Discover new membrane proteins as therapeutic targets

Understanding the interaction between a membrane protein and a small molecule drug or monoclonal antibody therapeutic is fundamental to drug development since it provides valuable insight regarding drug potency and efficacy. Yet to fully understand such liaisons, it is vital that the measurement of binding kinetics between these molecules is reliable. With the sensitivity and versatility to measure analyte-membrane protein interactions in a wide variety of sample matrices, the Creoptix™ WAVEsystem enables more detailed investigation of membrane protein pharmacology, providing, for example, real-time drug binding affinities and label-free kinetics.

Detergents and other additives can compromise membrane protein integrity

The study of analyte-membrane protein interactions often involves the use of detergents, lipids and other additives to solubilize and purify the protein of interest. These non-native conditions have significant potential to alter the structure and conformation of the membrane protein, as well as impacting analyte-membrane protein binding kinetics, leading to inaccurate interpretation of data.

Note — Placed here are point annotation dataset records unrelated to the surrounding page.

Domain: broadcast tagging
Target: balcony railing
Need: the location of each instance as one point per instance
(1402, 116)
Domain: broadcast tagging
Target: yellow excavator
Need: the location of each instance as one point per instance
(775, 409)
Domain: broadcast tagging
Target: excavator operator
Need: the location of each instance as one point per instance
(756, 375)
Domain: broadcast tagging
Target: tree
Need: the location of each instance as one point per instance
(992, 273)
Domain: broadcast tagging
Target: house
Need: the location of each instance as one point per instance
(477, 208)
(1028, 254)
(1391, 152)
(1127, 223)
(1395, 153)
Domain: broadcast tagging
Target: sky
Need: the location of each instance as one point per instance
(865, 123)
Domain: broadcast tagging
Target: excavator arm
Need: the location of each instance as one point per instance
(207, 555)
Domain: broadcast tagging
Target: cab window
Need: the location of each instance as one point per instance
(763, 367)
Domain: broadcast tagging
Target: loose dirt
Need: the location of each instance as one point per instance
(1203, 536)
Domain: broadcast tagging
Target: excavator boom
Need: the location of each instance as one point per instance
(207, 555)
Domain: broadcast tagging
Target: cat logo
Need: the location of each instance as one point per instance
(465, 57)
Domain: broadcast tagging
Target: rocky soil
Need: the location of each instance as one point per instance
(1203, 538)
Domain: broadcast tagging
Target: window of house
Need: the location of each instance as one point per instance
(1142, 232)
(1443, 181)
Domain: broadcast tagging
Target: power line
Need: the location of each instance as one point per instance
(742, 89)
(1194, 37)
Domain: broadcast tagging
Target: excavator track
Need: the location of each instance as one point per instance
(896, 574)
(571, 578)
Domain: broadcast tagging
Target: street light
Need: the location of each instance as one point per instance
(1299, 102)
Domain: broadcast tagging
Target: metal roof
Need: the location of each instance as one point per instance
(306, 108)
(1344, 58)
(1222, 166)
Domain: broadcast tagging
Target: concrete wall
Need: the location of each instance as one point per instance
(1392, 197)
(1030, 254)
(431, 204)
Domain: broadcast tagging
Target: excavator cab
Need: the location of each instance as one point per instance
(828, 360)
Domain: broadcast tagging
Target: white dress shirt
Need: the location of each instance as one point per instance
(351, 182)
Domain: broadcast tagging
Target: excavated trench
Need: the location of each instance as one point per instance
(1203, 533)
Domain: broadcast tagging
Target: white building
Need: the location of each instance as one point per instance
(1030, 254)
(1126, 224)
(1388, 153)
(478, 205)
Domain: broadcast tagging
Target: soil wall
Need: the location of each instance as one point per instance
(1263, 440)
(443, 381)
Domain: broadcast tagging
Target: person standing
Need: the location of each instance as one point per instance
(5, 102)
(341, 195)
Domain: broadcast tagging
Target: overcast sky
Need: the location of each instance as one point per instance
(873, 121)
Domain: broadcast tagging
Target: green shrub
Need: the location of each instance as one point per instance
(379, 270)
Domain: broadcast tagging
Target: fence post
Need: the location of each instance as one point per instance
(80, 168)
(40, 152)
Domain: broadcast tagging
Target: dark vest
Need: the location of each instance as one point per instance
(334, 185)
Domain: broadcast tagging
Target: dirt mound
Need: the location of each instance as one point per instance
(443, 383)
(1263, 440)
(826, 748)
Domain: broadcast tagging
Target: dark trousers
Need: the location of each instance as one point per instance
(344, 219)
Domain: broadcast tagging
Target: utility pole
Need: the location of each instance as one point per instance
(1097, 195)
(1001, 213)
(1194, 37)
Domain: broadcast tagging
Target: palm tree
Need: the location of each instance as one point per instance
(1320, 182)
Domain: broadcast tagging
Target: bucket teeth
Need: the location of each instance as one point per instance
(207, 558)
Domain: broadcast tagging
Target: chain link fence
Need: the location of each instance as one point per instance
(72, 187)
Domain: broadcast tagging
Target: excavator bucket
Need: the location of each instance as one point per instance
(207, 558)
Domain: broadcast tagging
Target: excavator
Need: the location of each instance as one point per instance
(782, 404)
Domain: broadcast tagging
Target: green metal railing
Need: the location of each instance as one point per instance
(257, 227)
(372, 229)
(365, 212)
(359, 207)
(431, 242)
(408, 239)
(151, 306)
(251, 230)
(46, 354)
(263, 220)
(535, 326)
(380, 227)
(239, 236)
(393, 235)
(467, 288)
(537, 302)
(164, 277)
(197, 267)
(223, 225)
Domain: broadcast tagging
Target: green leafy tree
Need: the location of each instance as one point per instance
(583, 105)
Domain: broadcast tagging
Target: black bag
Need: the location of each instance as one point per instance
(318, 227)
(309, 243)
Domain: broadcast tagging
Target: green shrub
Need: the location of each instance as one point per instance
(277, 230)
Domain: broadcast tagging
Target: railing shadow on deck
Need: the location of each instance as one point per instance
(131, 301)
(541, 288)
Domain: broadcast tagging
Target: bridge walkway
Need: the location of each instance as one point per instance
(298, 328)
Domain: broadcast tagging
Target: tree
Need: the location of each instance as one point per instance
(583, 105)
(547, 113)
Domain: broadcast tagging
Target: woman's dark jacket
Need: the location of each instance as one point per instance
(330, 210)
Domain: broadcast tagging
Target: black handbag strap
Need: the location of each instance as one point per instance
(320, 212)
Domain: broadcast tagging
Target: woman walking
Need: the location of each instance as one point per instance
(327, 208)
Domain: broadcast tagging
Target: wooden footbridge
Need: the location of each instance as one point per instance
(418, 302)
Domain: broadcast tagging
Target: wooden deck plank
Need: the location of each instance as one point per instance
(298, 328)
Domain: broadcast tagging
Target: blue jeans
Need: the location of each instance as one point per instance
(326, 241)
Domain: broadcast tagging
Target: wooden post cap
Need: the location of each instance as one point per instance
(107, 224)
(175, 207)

Virus-like particles, liposomes, and nanodiscs present unique challenges

To avoid the lengthy solubilization and purification processes required to study membrane proteins, researchers often choose to incorporate these biomolecules into a membrane-like environment. This is typically provided by virus-like particles (VLPs), liposomes, or nanodiscs, all of which function to preserve membrane protein integrity and activity. A limitation of this approach is that the resultant size of these structures, combined with a tendency to aggregate, can cause microfluidics channels to clog. Impeded flow may lead to experimental delays and can also increase instrument maintenance costs, however the Creoptix™ WAVEsystem overcomes this issue by incorporating a unique, no-clog microfluidic design.

Studying interactions within a membrane context provides greater insight

While some membrane proteins retain their analyte binding activity following solubilization and purification, this is not always the case. It is therefore important to study analyte-membrane protein binding within a membrane context to generate meaningful data. The Creoptix™ WAVEsystem allows researchers to investigate interactions between large binding partners and membrane proteins while maintaining the latter in their cell membrane environment. This provides essential insights to the binding of antibodies, nanobodies, or Sybody™ candidates with the membrane protein of interest, and also allows investigation of membrane protein binding to intracellular signaling partners.